Sama saja apabila ekonomi maju tapi tidak berlandaskan kaidah agama. Apa enaknya harta yang diperoleh dari kegiatan ekonomi yang haram hukumnya? Atau apa gunanya menyalurkan dana pada hal yang tidak jelas asal-usul dan hukumnya? Apa kita mau, hal-hal yang berhubungan dengan kita, ternyata hulunya dari sesuatu yang haram?
Hidup hanya sementara. Waktu terus berjalan. Dan banyak sekali orang yang mendefinisikannya sebagai aji mumpung; “Mumpung seh urip. Ayolah dolan, menikmati hari.” Sementara mereka lupa bahwa ada kewajiban dan utang-utang yang harus dilunasi pada Sang Pencipta. Ayolah, norma agama sudah jelas, kok masih saja ditentang.
Seharusnya sebagai muslim yang baik, sadar akan keganjilan-keganjilan ini. Semua kegiatan yang halal, pasti akan menghasilkan hati yang lega, dan insyaAllah akan diberkahi di kemudian hari.
Hilangnya kepekaan, hilangnya kesadaran akan akhlak dan moral, sepertinya sudah mulai membumi. Seringkali kita menemui, ketika seseorang diingatkan, lantas dia berkata, “Urus saja urusanmu, memangnya kamu sudah jelas bakal masuk surga?” Cacat logika semacam ini perlu dilibas habis. Cabut sampai ke akar-akarnya.

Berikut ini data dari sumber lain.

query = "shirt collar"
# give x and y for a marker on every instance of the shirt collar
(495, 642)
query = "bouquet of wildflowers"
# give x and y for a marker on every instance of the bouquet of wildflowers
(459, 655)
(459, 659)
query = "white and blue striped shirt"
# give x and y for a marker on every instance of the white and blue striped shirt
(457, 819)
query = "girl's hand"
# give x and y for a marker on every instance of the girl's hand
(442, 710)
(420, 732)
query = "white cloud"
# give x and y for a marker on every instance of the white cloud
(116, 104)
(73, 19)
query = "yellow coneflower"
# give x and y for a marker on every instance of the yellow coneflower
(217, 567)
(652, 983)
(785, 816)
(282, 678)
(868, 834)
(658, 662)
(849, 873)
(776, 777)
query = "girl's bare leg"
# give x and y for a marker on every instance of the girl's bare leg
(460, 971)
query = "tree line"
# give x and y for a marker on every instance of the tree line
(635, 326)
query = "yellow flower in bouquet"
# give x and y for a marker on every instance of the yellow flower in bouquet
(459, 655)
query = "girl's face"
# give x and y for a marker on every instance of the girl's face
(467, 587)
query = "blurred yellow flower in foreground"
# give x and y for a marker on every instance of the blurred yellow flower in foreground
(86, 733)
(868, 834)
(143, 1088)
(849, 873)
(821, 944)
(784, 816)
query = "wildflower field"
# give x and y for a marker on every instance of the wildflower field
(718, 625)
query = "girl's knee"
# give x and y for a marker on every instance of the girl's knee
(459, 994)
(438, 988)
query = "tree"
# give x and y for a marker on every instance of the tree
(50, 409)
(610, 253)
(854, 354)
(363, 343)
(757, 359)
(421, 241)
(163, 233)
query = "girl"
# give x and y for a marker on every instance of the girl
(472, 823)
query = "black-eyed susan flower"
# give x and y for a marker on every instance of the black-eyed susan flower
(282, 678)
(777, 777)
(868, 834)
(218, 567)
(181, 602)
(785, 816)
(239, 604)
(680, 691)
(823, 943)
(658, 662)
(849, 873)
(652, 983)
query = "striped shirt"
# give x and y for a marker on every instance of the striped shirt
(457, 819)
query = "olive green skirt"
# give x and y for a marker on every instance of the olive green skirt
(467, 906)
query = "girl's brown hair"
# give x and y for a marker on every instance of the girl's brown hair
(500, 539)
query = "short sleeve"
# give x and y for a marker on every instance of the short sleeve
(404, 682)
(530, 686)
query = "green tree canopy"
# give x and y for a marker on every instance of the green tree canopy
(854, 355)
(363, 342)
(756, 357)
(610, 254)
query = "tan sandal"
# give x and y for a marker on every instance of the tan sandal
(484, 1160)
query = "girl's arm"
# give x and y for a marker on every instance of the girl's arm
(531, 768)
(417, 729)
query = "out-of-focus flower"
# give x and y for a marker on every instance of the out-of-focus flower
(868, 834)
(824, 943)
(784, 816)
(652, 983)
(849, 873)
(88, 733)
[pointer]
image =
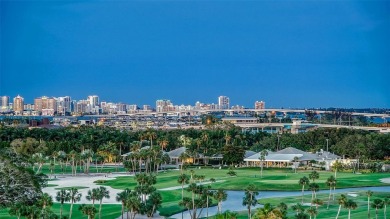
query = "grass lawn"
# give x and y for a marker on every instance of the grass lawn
(76, 187)
(273, 179)
(359, 213)
(109, 211)
(68, 169)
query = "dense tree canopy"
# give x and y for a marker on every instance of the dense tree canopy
(107, 142)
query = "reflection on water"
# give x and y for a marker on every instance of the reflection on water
(234, 200)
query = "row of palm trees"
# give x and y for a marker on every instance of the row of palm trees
(73, 196)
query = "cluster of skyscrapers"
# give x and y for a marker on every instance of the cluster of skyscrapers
(50, 106)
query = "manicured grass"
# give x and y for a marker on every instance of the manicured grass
(359, 213)
(273, 179)
(68, 169)
(76, 187)
(109, 211)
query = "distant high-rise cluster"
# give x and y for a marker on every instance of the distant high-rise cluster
(50, 106)
(259, 105)
(223, 102)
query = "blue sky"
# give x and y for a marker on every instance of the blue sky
(287, 53)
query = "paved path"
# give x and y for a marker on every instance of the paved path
(385, 180)
(185, 186)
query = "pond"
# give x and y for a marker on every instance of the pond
(234, 200)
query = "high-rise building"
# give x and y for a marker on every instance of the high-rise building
(164, 106)
(93, 101)
(146, 108)
(223, 102)
(64, 105)
(4, 103)
(18, 105)
(46, 105)
(259, 105)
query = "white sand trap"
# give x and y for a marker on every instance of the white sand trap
(385, 180)
(84, 181)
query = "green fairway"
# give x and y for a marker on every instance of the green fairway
(273, 179)
(109, 211)
(359, 213)
(68, 169)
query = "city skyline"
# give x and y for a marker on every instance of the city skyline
(289, 54)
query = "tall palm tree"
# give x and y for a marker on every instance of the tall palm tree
(208, 194)
(296, 163)
(88, 210)
(133, 204)
(263, 154)
(342, 200)
(62, 196)
(102, 193)
(314, 187)
(350, 205)
(386, 202)
(369, 194)
(220, 195)
(317, 202)
(45, 200)
(377, 204)
(298, 208)
(75, 196)
(250, 198)
(314, 175)
(93, 195)
(303, 181)
(122, 197)
(330, 182)
(312, 212)
(268, 212)
(183, 179)
(337, 166)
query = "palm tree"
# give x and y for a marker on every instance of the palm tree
(133, 204)
(250, 198)
(342, 200)
(369, 194)
(337, 166)
(298, 208)
(314, 187)
(314, 175)
(93, 195)
(331, 181)
(303, 181)
(122, 197)
(317, 202)
(312, 212)
(283, 208)
(75, 196)
(386, 201)
(62, 196)
(220, 195)
(350, 205)
(268, 212)
(88, 210)
(377, 204)
(296, 163)
(263, 154)
(102, 193)
(45, 200)
(183, 179)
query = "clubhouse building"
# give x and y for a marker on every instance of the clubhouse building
(290, 156)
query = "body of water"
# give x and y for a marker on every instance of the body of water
(234, 199)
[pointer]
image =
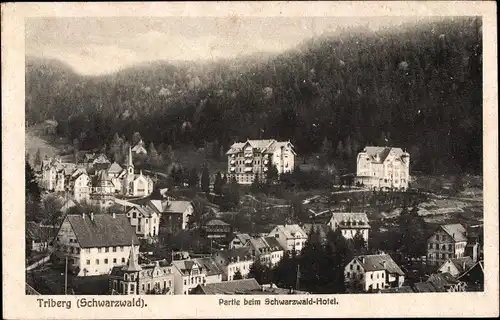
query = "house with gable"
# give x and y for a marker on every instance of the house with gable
(373, 272)
(174, 214)
(145, 220)
(350, 223)
(456, 266)
(239, 240)
(94, 243)
(381, 168)
(448, 241)
(135, 185)
(246, 159)
(187, 275)
(233, 260)
(139, 148)
(267, 249)
(134, 278)
(290, 237)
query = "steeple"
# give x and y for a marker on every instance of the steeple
(132, 264)
(130, 161)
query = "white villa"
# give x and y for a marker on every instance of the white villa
(383, 168)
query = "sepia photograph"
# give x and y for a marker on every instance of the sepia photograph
(253, 155)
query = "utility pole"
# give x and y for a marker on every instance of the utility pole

Sesungguhnya Allah Swt. membenci perkataan seperti ini. Jelas-jelas diajak untuk memperbaiki diri. Sama-sama belajar menjadi lebih baik untuk mencapai rida-Nya, kok malah dicibir. Kan aneh.
Pesan saya sebagai penulis, marilah kita kembali ke jalan Allah. Terlepas mazhab/manhaj mana yang kamu ikuti, ambil semua hal baik dan buang hal-hal yang buruk darinya. Namun, tetap berpegang pada Al-Qur’an dan As-Sunnah. InsyaAllah kita semua akan mencapai kenikmatan abadi di surga-Nya. Aamiin.